Presidente eleito pretende extinguir Ministério e incorporar esporte à pasta da Educação em seu governo
Embora o Brasil seja o único pentacampeão mundial de futebol e o segundo maior medalhista da América Latina nos Jogos Olímpicos, o país não tinha até 2003 um ministério próprio para o esporte. Fazendo valer o artigo 217 da Constituição, o então presidente Luiz Inácio Lula da Silva garantiu autonomia à gestão federal do esporte, após ela ser vinculada por anos aos ministérios da Educação e do Turismo.
“É dever do Estado fomentar práticas desportivas formais e não-formais, com direito à autonomia das entidades desportivas dirigentes e associações, quanto a sua organização e funcionamento”.
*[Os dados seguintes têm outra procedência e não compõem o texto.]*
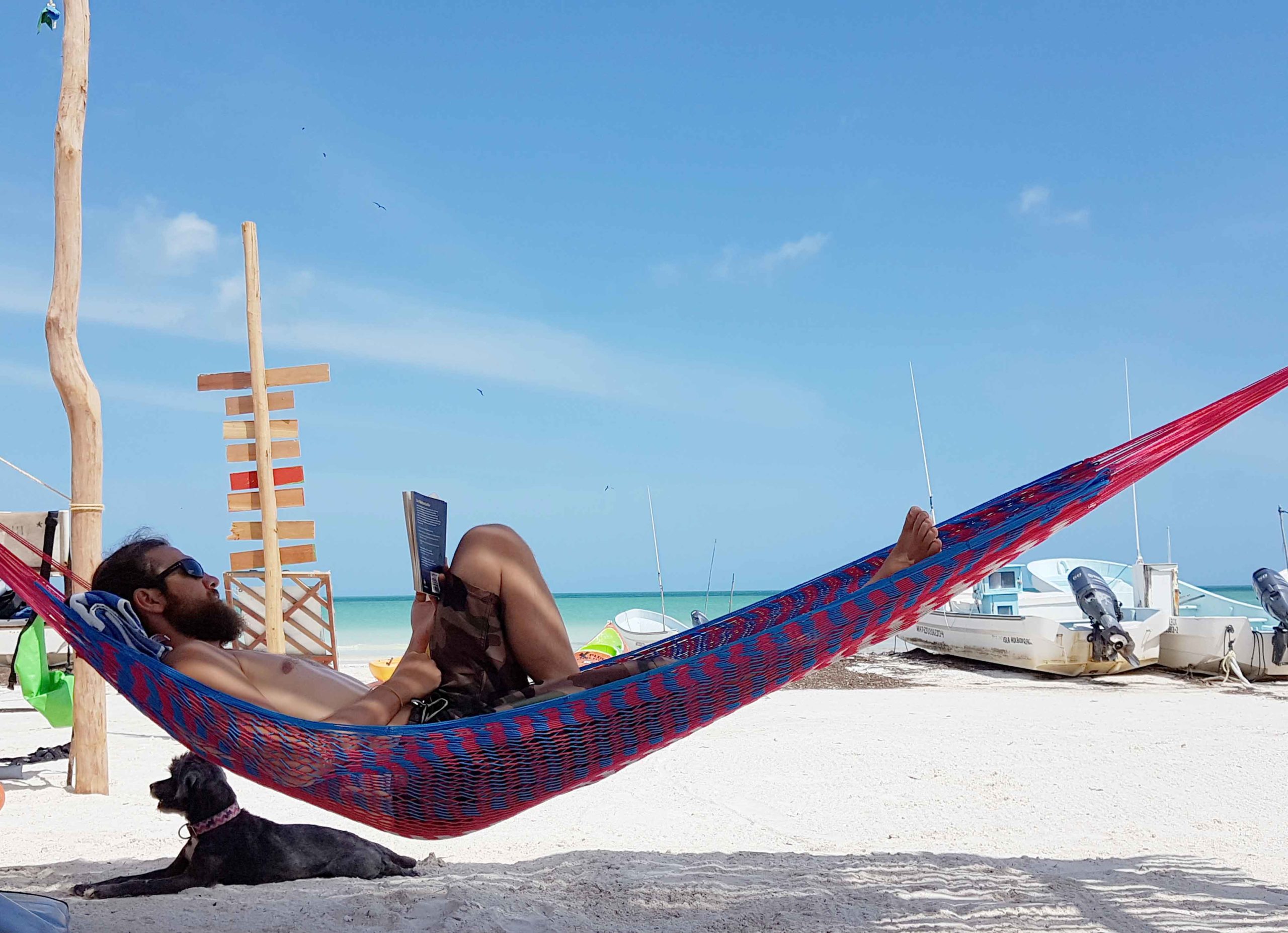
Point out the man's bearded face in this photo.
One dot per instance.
(206, 620)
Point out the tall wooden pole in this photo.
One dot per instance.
(275, 640)
(77, 391)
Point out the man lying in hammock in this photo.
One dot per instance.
(493, 640)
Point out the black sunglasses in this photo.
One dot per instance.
(187, 566)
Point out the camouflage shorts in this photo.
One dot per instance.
(481, 673)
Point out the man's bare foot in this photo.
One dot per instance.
(919, 540)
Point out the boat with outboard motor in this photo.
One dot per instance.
(1087, 632)
(1247, 642)
(630, 631)
(1020, 614)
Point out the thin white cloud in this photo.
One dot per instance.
(157, 244)
(141, 394)
(338, 319)
(736, 263)
(187, 236)
(1034, 201)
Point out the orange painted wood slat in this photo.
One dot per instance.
(289, 498)
(245, 405)
(282, 476)
(245, 453)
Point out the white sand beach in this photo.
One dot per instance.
(941, 797)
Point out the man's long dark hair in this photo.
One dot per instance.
(127, 569)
Artigo 217, Inciso I, da Constituição Federal
O Ministério, no entanto, não buscou apenas estimular a prática esportiva em escolas ou elaborar políticas de incentivo a atletas em competições. Foi parte de um ambicioso projeto de protagonismo da diplomacia brasileira entre as nações “emergentes”, em contraposição à influência global de Estados Unidos e Europa em questões políticas, econômicas e militares.

O auge dessa presença do Brasil no cenário internacional veio com a conquista do direito de sediar a Copa do Mundo em 2014 e, sobretudo, dos Jogos Olímpicos de 2016. Superfaturamentos e atrasos em obras, ataques à soberania jurídica brasileira com a “Lei Geral da Copa” e elitização dos estádios à parte, o esporte pegou carona nesses megaeventos esportivos para implementar uma série de investimentos inéditos na profissionalização de atletas e em melhorias na estrutura de treinamento em todo o Brasil. Os resultados foram a boa avaliação da imprensa internacional sobre a organização das competições, geração de empregos e a melhor participação do país, no Rio de Janeiro, na história das Olimpíadas, com 19 medalhas conquistadas, duas a mais que em Londres-2012.

De 2005 pra cá, a pasta sempre recebeu aportes de, ao menos, 1 bilhão de reais por ano. Com esses recursos, o Ministério pode, por exemplo, incluir 7295 esportistas em 2016 no Bolsa-Atleta, programa que financia a compra de equipamentos e evita que atletas sejam obrigados a cumprir uma quase sempre inconciliável jornada dupla de trabalho e treinamento.
A eleição de Jair Bolsonaro, do PSL, porém deve causar o maior retrocesso na gestão esportiva do país desde o início deste século. Sua ânsia de enxugar a administração pública a ponto de inviabilizar a capacidade do Estado de movimentar a economia tem como um dos alvos o ministério criado em 2003. Integrá-lo à pasta da Saúde ou Educação, que é mais provável, é tirar a autonomia que fez o esporte brasileiro olímpico ter sua fase mais vitoriosa, nos últimos quinze anos. Países governados por grupos de orientações político-ideológicas diversas contam com uma pasta específica, como é o caso da França, China, Coreia do Sul e Rússia. O Canadá, 12° melhor IDH do planeta segundo a ONU e liderado pelo liberal Justin Trudeau, tem 30 ministérios, um a mais que o Brasil, sendo um deles dedicado ao esporte.
“Junta lá o Esporte ao Ministério da Saúde, né…”
Jair Bolsonaro, em entrevista após o debate presidencial da TV Bandeirantes em 10 de Agosto.
Segundo o Tribunal de Contas da União (TCU), 94% da verba do esporte no Brasil (exceto futebol) vêm do Brasília, via Ministério do Esporte. Tanta dependência tem a ver com a gestão aquém de Confederações Esportivas e oportunismo de patrocinadores privados, que, em sua maioria, estampam suas marcas apenas em épocas de competições de grande porte, como as Olimpíadas, e não acompanham atletas no restante da preparação.
Na ausência de uma diversificação de fontes de financiamento, coube ao Governo Federal bancar a conta. Nessa encruzilhada, o que está em jogo é a garantia de um direito presente na Constituição. Desmontar completamente uma estrutura que trouxe frutos aos esporte nacional é reflexo do comprometimento zero de um Presidente que?—?pasmem?—?é formado em Educação Física.